July 30, 1996|By MICHAEL OLESKER

When you looked into Dale Anderson's eyes, his obsessions glared back: the time he'd spent behind prison bars, the jailbird's insistence he'd never done anything wrong, the old politician's earnest promise that every act he'd committed as Baltimore County executive was strictly "for the people."

Others in that crowded 1970s era of political corruption licked their wounds and admitted their guilt and got on with their lives. There was Joe Alton, the Anne Arundel County executive who pleaded guilty to taking money and then went off to Allenwood federal prison in Pennsylvania without a public murmur of malice. When he came out after several months, he described the experience as "interesting and educational."

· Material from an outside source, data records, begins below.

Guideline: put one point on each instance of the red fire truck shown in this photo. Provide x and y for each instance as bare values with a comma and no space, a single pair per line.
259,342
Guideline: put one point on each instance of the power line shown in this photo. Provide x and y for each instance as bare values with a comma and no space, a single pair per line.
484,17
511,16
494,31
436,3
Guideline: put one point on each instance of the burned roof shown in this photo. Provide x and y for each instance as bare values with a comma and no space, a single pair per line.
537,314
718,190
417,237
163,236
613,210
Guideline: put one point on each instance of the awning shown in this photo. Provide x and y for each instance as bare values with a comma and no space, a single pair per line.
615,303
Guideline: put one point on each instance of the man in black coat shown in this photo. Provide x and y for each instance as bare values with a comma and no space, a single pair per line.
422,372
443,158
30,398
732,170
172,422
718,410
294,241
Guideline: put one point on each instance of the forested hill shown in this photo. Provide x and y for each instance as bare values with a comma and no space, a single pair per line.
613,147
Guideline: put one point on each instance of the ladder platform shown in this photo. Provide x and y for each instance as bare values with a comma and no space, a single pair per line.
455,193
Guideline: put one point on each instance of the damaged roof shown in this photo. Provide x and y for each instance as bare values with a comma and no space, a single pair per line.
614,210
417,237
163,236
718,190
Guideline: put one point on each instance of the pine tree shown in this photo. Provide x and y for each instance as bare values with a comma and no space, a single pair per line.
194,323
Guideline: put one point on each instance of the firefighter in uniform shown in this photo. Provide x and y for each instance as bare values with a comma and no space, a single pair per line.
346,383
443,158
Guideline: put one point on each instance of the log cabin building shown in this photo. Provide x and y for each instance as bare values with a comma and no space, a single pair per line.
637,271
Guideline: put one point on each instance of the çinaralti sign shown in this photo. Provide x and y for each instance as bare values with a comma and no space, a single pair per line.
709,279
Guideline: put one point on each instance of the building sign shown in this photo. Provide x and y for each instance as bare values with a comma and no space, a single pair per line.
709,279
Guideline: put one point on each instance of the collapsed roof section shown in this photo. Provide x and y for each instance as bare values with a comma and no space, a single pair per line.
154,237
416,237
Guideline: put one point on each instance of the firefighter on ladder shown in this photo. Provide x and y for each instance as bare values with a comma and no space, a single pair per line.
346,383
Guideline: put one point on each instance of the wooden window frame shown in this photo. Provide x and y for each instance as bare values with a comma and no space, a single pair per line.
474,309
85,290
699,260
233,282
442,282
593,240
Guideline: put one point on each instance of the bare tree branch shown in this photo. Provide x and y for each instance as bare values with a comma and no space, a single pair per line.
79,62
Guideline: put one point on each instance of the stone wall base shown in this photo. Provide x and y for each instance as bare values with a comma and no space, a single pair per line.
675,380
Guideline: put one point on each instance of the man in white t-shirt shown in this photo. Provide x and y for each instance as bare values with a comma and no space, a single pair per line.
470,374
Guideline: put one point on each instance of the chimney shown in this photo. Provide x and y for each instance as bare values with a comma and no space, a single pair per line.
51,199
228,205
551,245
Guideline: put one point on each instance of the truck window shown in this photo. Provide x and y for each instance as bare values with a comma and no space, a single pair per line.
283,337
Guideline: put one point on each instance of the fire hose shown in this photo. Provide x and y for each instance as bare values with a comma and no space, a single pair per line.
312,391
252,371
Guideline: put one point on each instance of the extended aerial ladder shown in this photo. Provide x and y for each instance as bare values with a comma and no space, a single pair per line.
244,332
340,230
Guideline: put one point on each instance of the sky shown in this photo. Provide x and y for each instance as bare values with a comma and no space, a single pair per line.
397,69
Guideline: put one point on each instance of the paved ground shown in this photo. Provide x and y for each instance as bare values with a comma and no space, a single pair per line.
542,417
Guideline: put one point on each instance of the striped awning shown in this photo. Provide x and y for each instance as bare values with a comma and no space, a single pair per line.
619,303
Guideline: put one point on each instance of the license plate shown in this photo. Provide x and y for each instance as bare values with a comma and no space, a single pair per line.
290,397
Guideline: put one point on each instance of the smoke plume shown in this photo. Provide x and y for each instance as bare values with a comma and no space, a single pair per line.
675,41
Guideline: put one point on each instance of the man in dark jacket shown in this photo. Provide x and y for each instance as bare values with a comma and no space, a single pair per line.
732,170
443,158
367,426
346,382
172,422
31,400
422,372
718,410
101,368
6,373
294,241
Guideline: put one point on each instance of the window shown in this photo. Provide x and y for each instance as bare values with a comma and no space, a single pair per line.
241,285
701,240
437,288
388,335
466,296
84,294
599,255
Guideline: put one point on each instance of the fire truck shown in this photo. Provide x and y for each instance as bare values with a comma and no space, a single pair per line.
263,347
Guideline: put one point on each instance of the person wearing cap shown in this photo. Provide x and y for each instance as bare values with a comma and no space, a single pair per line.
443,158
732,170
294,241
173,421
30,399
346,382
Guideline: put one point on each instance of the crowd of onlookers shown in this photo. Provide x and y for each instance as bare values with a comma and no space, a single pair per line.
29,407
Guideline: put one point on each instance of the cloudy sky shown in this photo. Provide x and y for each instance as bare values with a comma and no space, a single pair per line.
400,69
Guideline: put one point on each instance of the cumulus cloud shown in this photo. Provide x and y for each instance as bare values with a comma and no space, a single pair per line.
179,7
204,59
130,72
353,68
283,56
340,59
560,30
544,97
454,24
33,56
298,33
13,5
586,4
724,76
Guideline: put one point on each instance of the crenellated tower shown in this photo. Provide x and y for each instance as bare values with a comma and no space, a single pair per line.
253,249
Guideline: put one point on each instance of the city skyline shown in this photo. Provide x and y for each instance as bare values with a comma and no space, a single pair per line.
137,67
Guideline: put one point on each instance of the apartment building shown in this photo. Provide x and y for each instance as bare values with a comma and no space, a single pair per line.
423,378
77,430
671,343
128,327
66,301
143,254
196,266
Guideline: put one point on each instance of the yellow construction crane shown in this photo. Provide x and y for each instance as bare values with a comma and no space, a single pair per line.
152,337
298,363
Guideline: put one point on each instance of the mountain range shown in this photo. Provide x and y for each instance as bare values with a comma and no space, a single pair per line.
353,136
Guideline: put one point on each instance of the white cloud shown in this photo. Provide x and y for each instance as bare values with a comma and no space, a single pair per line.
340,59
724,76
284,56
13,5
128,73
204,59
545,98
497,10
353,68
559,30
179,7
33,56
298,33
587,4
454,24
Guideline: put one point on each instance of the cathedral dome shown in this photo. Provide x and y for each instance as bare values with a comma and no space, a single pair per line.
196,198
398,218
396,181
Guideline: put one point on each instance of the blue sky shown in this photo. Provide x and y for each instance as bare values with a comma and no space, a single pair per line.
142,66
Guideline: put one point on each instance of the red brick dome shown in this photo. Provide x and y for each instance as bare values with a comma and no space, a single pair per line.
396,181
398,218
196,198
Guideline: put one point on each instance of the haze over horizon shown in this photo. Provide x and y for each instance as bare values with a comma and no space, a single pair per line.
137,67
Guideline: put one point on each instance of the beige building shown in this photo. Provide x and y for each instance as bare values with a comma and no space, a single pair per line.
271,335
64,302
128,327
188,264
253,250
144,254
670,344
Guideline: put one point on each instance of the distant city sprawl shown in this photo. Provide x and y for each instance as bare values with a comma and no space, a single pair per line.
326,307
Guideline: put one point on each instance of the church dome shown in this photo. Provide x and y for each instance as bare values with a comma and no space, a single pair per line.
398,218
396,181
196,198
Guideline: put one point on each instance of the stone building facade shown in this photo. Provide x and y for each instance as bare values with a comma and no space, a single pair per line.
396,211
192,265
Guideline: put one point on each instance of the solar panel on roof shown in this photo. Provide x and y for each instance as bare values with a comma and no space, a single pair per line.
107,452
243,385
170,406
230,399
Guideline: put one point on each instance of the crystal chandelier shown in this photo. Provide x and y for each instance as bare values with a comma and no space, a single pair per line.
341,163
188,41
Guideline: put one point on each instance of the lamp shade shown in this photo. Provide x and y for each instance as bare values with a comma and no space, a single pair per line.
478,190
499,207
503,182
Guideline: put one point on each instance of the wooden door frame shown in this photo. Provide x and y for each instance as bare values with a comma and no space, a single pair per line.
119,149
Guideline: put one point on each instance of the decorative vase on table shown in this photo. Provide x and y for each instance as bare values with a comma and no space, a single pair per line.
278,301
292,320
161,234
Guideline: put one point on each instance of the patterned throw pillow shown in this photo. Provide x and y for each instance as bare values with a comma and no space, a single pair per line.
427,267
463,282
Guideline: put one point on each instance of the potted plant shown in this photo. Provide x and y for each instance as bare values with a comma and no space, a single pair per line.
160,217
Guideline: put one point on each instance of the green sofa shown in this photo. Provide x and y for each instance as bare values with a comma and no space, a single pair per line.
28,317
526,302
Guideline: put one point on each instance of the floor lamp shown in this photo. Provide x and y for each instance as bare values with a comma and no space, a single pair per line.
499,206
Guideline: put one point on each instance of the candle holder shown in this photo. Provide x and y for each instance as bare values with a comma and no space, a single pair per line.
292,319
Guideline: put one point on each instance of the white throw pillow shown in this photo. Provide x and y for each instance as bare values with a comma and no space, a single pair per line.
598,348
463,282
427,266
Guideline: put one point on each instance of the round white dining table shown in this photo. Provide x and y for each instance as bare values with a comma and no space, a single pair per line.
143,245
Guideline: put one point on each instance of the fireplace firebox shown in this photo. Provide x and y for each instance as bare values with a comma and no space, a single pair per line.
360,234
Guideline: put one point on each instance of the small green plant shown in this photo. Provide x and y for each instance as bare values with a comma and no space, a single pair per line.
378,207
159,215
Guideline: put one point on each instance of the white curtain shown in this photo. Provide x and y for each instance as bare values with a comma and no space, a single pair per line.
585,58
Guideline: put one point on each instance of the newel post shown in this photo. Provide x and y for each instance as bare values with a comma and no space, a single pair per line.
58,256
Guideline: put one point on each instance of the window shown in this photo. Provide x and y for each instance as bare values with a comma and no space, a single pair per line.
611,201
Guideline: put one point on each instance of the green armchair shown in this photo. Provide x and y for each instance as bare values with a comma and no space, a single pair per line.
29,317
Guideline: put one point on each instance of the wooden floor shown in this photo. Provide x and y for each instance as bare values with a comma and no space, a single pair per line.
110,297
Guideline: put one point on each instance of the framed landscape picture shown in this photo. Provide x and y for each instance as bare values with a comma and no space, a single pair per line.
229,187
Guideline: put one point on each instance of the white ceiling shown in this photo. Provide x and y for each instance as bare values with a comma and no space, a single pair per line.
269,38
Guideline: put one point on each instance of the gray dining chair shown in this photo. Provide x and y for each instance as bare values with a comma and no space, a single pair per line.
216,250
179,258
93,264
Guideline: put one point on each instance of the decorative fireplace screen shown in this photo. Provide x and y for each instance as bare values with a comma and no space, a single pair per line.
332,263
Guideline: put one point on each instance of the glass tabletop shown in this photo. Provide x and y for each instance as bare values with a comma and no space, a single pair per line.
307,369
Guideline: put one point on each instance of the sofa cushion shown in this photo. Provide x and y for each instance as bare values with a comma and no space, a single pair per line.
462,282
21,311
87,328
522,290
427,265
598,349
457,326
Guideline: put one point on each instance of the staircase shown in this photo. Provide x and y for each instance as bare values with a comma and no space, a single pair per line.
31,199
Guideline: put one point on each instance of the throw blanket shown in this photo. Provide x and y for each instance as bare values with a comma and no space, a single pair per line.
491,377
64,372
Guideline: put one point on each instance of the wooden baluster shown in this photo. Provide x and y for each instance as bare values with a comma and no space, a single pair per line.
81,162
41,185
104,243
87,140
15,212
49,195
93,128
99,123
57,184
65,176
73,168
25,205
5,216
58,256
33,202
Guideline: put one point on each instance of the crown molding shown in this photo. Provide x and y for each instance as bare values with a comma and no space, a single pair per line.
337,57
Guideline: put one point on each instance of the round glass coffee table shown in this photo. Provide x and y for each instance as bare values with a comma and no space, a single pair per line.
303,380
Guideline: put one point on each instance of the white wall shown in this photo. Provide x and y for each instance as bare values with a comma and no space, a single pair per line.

By then, Anderson had followed Alton into Allenwood. When he saw Alton's description of the joint, he fired off a note from prison. "Dear Joe," it said. "You were in the wrong institution all along."

He never quit insisting he'd done nothing wrong, until the time of his fatal heart attack last weekend, at 79, at his home on Kent Island.

He was the man who might have been king of Maryland politics, until that afternoon of March 20, 1974, at the old federal courthouse on Calvert Street, where a jury exhausted by 11 weeks of complex, tedious testimony took just six hours to find him guilty of 32 counts of extorting kickbacks, of tax evasion, of conspiracy. Anderson marched out of court declaring innocence and vowing he'd be vindicated on appeal. But his limitless political future dried up in that instant, and his rage seemed barely contained.

In a dim hallway outside court moments after his conviction, Anderson and his family waited for an elevator as reporters closed around him. But all elevators were stalled at other floors. Questions were shouted at him, rapid-fire and loud enough to echo down the long corridors, and Anderson stood there in his fury and his humiliation, and waited and waited, and must have felt like a man trapped in hell.

Finally, on the elevator, there was a moment's privacy -- almost. Anderson leaned against one wall, and his family crowded in, and so did I, trying to look like a citizen. Eyes blazing, Anderson tried unsuccessfully to compose himself.

"I'm gonna be all right," he kept saying. "I'm gonna be all right," attempting to convince himself as much as any of the others. Then, when the elevator doors opened and he walked outside where more reporters and TV cameras waited, the venom flowed.

"I'm not guilty," he insisted, "and I'm not gonna let these bastards destroy me. I'm gonna beat them back to their goddamned socks."

He never did let the conviction destroy him, but it surely accompanied him through many raw nights. He spent 13 months behind bars, and emerged trying to hustle a manuscript claiming he'd been framed, blaming political enemies, blaming a runaway prosecutor's office, blaming a jury that never understood the charges. Nobody would touch the manuscript. It reeked of libel and innuendo and bile.

For the last 22 years of his life, he never stopped claiming his innocence, and he was tough enough, and fiery enough, that few would openly challenge his perceptions. How tough was he? When Anderson and his family walked away from the courthouse on the day of his conviction, heading north up Calvert Street, and reporters started to follow him, he turned and roared, "Now, stay away from us, dammit." And everybody froze in their tracks.

He would hate being remembered for this singular episode in his life. He was a working-class conservative who presided over an era of big growth in his county, who controlled thousands of patronage jobs, and who saw suburbia as the golden future -- for some people.

In those early '70s, white people were fleeing the city, and blacks found themselves not exactly welcome to join them in Baltimore County. Sometimes the language was coded: low-income housing, for example. Anderson wouldn't hear of it on his turf. It's a quarter-century later, and we still hear the echoes of such racial edginess.

Fourteen years ago, he ran for the House of Delegates without apologies. A softer man might never have attempted such a run. Anderson's platform boiled down to five words: "I was not a crook."

As the campaign shifted into gear, he sat in his ranch-style home off Belair Road one afternoon and declared, "The people of Baltimore County know I got the shaft. I know in my heart I'm not guilty. I'm the only man on earth who knows absolutely he's not guilty. These prosecutors gave immunity to 15 felons. They gave guarantees of no conviction to two others. They gave...."

His voice droned on. It was nearly a decade after his conviction, but the fires still burned. Maybe people did understand; they elected him to one term in the legislature, but not a second.

But he was a powerful man in his day, who could easily have become governor, or U.S. senator, or who knows what else? He wondered about it more than anyone. It was his obsession, and it gripped him until the end.